9Pourquoi une telle sensibilité des activités vocationnelles à la reconnaissance, sous sa forme individualisée et méritocratique, et non pas collective et égalitaire ? Les causes en sont multiples, comme toujours pour les phénomènes humains, où la pluri-causalité est la règle et la mono-causalité l’exception.
10Premièrement, ces activités, étant basées sur une forte implication de la personne dans son travail, impliquent une contiguïté, voire une indissociabilité entre l’œuvre et la personne : « estimer » le prix d’un tableau et « estimer » la valeur de son auteur sont des opérations fortement connectées, même si la juste correspondance de l’un et de l’autre est parfois sujette à contestation : de sorte que la valeur marchande se retraduit immédiatement en reconnaissance de son auteur – reconnaissance dont la validité dépend toutefois, j’y reviendrai, sur la qualité de ses dispensateurs. Si un commerçant ne se sent guère offensé que l’on conteste le prix d’un produit, en revanche un créateur vit comme une marque de mésestime, une disqualification personnelle, tout rabaissement de la valeur attribuée à son œuvre : d’où la légendaire sensibilité des artistes à la critique, que l’on interprète volontiers, selon, comme « susceptibilité » ou comme « vanité », mais qui manifeste avant tout la force de leur investissement affectif dans leur travail et leur identité de créateur.

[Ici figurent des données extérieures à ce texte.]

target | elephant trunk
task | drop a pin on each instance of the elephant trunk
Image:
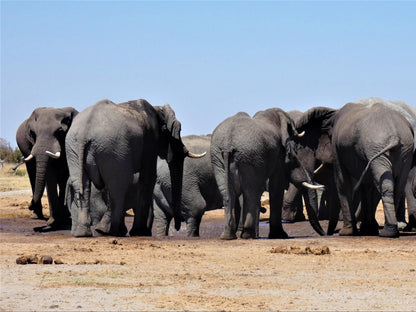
(311, 203)
(40, 181)
(176, 176)
(333, 218)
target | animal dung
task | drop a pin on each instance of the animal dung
(298, 250)
(34, 259)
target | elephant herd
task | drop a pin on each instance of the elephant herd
(98, 163)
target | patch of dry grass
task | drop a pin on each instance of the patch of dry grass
(11, 180)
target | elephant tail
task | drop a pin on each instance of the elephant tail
(228, 174)
(394, 142)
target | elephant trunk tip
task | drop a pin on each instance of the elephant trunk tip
(313, 186)
(28, 158)
(53, 155)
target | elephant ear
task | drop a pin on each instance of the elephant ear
(317, 117)
(171, 129)
(288, 131)
(318, 122)
(68, 117)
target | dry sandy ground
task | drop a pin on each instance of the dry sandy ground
(205, 274)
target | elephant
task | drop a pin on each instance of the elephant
(245, 153)
(199, 191)
(370, 147)
(312, 149)
(115, 148)
(409, 113)
(292, 201)
(41, 139)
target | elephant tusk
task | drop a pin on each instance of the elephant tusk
(319, 168)
(56, 155)
(28, 158)
(192, 155)
(312, 186)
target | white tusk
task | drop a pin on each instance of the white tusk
(311, 186)
(28, 158)
(56, 155)
(319, 168)
(192, 155)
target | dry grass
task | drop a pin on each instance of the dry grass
(13, 180)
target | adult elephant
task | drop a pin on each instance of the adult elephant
(115, 148)
(41, 139)
(245, 153)
(199, 190)
(371, 150)
(315, 151)
(409, 113)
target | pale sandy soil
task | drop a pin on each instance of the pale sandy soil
(205, 274)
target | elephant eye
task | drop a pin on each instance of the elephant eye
(66, 121)
(32, 135)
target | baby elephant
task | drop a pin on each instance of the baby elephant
(199, 191)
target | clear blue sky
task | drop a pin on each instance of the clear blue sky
(208, 60)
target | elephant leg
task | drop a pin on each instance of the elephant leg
(35, 207)
(334, 208)
(141, 209)
(384, 181)
(193, 209)
(64, 210)
(411, 201)
(51, 188)
(345, 186)
(161, 214)
(276, 192)
(250, 213)
(323, 213)
(192, 225)
(293, 205)
(230, 226)
(369, 201)
(239, 215)
(118, 227)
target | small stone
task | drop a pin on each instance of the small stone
(22, 260)
(45, 260)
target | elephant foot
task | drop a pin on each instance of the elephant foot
(401, 225)
(248, 234)
(228, 236)
(37, 215)
(411, 226)
(140, 231)
(389, 231)
(103, 227)
(278, 235)
(193, 234)
(81, 231)
(347, 231)
(369, 229)
(59, 223)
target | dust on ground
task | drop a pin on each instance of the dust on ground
(201, 274)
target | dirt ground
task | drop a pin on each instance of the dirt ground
(200, 274)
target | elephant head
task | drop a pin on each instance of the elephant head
(41, 138)
(174, 151)
(314, 151)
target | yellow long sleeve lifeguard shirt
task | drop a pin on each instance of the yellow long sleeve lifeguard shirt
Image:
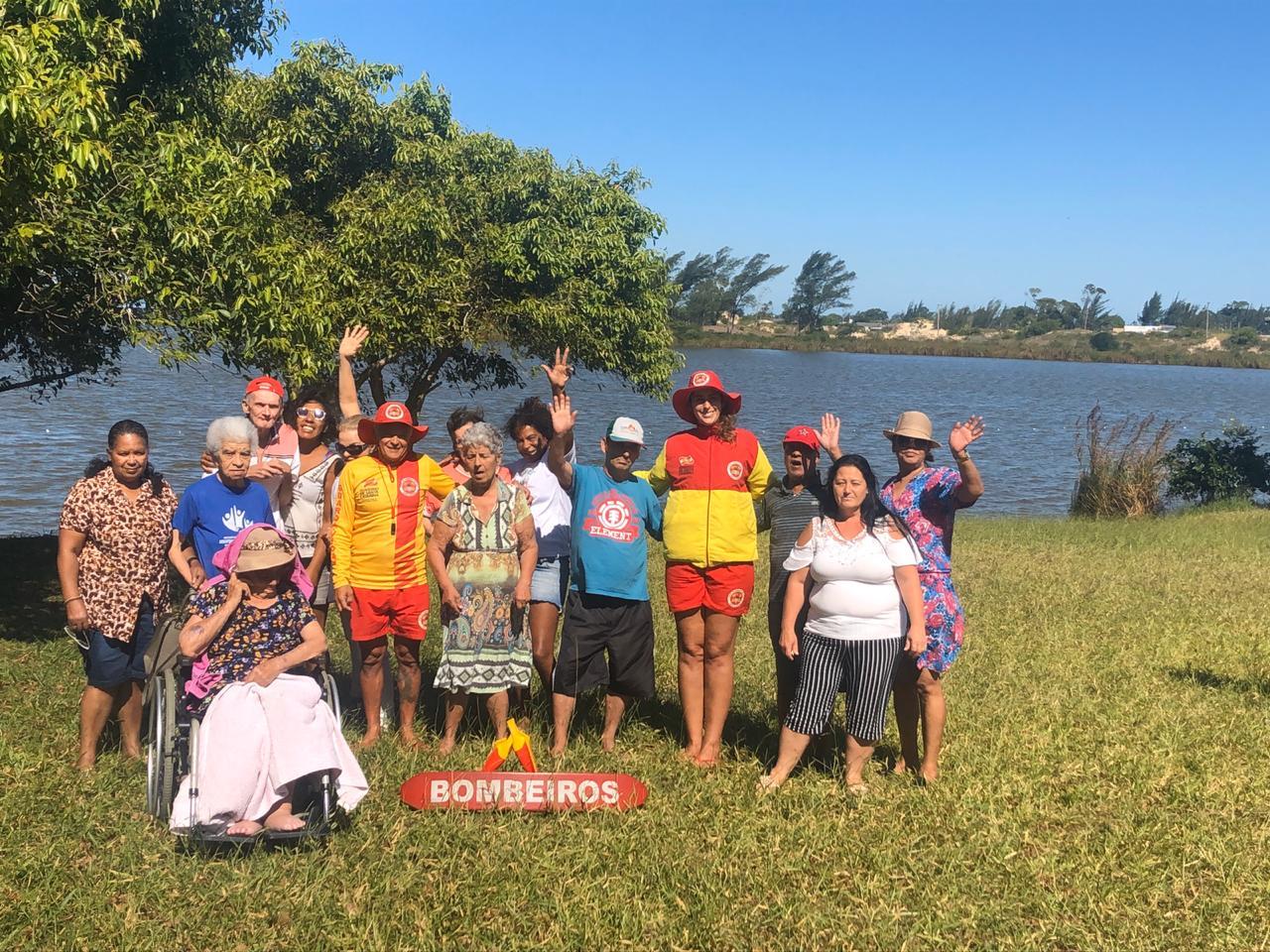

11Deuxièmement, la capacité des meilleures de ces œuvres à trouver un public au-delà du marché immédiat, c’est-à-dire à durer, leur vaut une temporalité bien différente de celle des objets de l’économie ordinaire, suspendus soit à leur durée de vie matérielle, soit à leur consommabilité. L’allongement de la temporalité des œuvres et des jugements portés à leur endroit, bien au-delà de la vie de leur auteur, fait de la reconnaissance un processus d’autant plus ouvert et indéfini que l’œuvre est supposée grande – et, à l’inverse, d’autant plus vite refermé que l’œuvre est de peu d’intérêt, tout juste bonne pour le grenier, voire la poubelle. Cette particularité du monde artistique, dont les musées et les bibliothèques sont la visible matérialisation, fait de la reconnaissance des grandeurs respectives une opération toujours active, toujours investie par les acteurs, parce que toujours relancée par la comparaison avec les autres œuvres, passées ou à venir14. C’est elle aussi qui fait cette double caractéristique du monde de l’art qu’est le doute et la suspicion : doute des artistes sur leur propre valeur, en l’absence d’une objectivation immédiate ; suspicion du public envers le succès, d’autant moins probant qu’il est large et rapide.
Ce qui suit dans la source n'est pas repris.